New AWS Services Announced in Q1

One of the cloud giant’s biggest quarterly successes (beyond securing major contracts with Volkswagen, Ford, Lyft and others) was the reception for its new ultra-low cost storage offering Deep Glacier, general available as of March.

“In its first week of availability, Deep Archive grew three times faster than any other storage class in the 13 years since S3 launched” Amazon noted.

The solution, offered at $1 per terabyte, is intended to replace on-premises tape storage and uses a range of storage mediums to let customers store rarely used data; yet extract it and run queries on it within 12 hours, if needed.

Other new AWS services announced during the past quarter included general availability of Concurrency Scaling for Amazon Redshift, its cloud-based data warehouse offering. This is a new feature that automatically adds and removes capacity to handle unpredictable demand from thousands of concurrent users.

With more than 200 new features and enhancements in the last two years, Amazon Redshift is delivering an average of 10 times faster query times, the company said, amid burgeoning competition from rivals like Snowflake. (Sports app Strava recently dropped Redshift for Snowflake, citing better performance).

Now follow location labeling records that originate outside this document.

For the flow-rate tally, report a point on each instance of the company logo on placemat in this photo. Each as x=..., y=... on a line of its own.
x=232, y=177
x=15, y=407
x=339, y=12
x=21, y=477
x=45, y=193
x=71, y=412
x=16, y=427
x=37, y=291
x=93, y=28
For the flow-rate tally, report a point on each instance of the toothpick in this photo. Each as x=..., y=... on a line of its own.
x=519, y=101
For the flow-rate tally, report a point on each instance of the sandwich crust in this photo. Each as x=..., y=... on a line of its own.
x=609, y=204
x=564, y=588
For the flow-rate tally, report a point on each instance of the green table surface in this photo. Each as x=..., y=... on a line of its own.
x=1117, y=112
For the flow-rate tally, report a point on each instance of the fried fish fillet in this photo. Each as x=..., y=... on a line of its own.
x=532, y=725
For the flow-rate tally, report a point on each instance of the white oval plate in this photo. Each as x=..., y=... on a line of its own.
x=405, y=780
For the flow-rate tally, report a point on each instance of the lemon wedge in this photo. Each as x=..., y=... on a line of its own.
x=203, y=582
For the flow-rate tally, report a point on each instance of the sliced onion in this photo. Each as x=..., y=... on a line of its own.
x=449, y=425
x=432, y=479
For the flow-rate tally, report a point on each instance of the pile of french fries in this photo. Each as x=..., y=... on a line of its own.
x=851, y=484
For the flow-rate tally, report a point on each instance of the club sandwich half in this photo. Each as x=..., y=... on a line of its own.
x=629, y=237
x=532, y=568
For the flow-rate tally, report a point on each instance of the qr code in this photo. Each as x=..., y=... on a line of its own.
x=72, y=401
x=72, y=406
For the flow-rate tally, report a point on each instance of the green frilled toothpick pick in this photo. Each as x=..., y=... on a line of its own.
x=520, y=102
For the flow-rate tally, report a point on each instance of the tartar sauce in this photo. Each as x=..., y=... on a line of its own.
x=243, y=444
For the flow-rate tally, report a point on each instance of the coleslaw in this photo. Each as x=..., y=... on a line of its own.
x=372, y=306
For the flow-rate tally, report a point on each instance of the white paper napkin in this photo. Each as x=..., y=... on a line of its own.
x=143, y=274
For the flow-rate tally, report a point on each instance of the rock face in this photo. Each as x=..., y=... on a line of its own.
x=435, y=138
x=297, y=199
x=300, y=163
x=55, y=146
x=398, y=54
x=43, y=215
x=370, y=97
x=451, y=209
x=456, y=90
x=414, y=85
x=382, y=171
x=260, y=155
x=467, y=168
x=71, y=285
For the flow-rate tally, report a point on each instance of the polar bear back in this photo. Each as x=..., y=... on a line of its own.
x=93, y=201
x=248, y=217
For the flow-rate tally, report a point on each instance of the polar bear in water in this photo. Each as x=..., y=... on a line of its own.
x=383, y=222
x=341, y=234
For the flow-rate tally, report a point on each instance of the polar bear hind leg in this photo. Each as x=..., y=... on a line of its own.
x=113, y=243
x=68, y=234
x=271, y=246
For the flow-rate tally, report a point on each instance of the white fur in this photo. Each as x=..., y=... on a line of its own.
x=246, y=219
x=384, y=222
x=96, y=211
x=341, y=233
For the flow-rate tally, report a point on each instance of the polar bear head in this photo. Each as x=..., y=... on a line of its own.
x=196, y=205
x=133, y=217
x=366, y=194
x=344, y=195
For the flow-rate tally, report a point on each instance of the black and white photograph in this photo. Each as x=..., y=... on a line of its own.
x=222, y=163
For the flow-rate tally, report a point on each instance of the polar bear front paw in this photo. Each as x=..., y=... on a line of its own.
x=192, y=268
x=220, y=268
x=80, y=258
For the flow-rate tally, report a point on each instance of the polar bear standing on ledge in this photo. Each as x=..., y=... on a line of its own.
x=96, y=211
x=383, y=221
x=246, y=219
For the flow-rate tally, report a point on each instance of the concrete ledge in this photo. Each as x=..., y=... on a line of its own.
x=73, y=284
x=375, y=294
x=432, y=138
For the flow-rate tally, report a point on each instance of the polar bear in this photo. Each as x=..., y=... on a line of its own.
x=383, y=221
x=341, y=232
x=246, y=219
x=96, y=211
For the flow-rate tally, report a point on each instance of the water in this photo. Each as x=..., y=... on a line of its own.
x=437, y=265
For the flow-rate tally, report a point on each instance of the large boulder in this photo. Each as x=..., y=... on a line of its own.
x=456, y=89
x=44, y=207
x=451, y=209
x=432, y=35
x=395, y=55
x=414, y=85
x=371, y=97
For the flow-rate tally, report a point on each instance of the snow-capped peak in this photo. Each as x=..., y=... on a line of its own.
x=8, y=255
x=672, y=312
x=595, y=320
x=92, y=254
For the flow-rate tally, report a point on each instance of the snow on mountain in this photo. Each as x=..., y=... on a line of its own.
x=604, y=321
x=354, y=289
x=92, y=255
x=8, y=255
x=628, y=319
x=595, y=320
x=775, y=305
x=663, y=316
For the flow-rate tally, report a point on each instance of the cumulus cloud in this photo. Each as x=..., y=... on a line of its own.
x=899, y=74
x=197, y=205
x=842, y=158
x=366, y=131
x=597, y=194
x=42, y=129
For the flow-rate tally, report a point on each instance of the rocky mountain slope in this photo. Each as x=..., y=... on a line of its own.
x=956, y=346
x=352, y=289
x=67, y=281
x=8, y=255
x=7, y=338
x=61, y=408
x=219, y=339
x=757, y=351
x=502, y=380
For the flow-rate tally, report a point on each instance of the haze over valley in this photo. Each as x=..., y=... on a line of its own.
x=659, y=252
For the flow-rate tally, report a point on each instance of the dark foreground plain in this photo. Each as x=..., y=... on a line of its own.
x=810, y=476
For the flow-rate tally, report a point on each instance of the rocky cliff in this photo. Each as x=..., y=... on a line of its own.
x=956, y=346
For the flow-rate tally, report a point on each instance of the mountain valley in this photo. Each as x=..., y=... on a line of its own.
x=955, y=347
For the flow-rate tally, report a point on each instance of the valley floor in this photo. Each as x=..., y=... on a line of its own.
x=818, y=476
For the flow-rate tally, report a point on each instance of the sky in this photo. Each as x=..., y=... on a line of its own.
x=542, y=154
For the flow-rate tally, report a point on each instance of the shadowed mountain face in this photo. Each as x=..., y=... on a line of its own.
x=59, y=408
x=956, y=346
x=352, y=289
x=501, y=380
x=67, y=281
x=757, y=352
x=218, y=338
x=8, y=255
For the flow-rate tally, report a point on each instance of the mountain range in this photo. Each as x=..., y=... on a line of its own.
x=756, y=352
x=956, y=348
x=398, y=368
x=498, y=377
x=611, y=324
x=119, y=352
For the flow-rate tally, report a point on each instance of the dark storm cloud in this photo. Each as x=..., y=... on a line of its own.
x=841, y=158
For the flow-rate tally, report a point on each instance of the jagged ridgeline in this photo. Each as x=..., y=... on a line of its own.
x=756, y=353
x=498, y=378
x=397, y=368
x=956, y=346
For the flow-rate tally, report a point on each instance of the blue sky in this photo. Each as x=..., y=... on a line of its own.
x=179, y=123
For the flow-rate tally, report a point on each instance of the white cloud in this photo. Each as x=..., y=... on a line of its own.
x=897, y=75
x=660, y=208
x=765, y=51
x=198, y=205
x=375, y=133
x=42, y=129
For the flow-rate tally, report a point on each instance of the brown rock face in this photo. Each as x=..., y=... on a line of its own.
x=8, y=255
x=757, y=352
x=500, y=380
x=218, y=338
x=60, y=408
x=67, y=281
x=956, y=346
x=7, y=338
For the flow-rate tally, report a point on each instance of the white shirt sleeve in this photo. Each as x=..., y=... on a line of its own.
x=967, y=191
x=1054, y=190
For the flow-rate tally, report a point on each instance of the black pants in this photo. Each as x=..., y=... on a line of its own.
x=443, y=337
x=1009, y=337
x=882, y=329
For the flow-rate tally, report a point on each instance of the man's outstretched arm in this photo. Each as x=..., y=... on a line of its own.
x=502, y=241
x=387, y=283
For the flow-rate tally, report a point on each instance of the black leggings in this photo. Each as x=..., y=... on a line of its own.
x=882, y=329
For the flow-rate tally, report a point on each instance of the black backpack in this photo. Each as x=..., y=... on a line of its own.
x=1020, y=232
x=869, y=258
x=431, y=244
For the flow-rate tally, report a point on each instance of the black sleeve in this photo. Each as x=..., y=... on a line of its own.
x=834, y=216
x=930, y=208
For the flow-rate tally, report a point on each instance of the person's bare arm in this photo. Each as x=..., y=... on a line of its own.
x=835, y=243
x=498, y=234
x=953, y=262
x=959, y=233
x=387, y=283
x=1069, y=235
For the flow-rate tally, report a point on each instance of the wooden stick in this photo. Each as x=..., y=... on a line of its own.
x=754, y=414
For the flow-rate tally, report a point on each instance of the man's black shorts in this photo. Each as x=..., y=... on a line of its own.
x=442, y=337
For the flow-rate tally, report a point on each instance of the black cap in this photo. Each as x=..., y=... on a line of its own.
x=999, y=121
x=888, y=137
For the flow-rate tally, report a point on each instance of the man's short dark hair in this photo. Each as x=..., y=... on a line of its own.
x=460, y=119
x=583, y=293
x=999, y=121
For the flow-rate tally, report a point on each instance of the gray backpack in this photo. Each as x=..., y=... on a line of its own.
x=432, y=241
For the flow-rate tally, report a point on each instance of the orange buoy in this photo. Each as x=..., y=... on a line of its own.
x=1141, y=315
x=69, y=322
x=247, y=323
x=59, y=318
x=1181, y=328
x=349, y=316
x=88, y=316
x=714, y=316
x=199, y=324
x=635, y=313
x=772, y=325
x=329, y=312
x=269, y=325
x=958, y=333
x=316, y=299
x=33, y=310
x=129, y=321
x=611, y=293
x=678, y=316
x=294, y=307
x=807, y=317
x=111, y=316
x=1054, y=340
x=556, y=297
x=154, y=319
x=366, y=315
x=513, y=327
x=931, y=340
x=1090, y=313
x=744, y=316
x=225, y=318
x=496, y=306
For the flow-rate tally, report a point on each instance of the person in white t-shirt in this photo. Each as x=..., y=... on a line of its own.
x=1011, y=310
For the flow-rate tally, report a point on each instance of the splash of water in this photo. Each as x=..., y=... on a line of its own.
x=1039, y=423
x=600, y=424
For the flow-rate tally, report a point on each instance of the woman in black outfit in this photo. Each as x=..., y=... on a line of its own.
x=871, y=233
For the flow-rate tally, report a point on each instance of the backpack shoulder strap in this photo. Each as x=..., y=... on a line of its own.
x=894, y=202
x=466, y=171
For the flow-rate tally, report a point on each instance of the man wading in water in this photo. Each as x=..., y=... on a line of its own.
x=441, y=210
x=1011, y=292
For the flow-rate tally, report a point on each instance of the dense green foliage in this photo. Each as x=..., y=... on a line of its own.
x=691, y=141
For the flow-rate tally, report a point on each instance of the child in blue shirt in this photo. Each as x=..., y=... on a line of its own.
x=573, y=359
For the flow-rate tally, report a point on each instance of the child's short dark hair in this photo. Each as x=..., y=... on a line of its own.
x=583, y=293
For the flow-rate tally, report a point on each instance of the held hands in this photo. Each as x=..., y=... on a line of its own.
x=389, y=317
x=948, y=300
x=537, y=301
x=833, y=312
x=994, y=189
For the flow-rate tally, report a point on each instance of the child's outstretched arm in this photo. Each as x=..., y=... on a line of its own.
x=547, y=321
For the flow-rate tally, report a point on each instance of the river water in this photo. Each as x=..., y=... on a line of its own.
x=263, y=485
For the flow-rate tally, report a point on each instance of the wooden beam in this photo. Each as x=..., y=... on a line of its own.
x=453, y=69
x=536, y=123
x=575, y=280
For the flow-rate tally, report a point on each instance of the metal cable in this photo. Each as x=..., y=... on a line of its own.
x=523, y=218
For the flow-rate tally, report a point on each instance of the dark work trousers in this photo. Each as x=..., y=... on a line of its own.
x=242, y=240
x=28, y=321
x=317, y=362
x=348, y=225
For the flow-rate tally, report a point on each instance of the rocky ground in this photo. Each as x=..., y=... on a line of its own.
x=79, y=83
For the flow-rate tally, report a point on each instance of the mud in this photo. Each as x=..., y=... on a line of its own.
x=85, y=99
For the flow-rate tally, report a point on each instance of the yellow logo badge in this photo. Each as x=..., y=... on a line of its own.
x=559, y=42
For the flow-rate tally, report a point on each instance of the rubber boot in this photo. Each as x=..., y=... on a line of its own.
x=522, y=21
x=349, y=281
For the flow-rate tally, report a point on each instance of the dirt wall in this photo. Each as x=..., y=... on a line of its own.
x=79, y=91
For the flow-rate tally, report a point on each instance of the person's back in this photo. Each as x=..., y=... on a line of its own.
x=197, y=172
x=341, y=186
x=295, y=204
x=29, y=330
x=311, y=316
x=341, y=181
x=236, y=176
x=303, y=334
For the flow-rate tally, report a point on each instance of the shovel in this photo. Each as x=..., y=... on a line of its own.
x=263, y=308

Read this: Sports App Strava Ditches Redshift for Snowflake

AWS also announced the general availability of Amazon EFS Infrequent Access (IA), a new storage class for Amazon EFS; the launch of Open Distro for Elasticsearch, an open source distribution of the Elasticsearch analytics engine; and the general availability of Amazon WorkLink, a fully-managed service that helps companies provider workers with secure one-click access to internal websites and web applications from their mobile devices without connecting to VPNs or using custom browsers.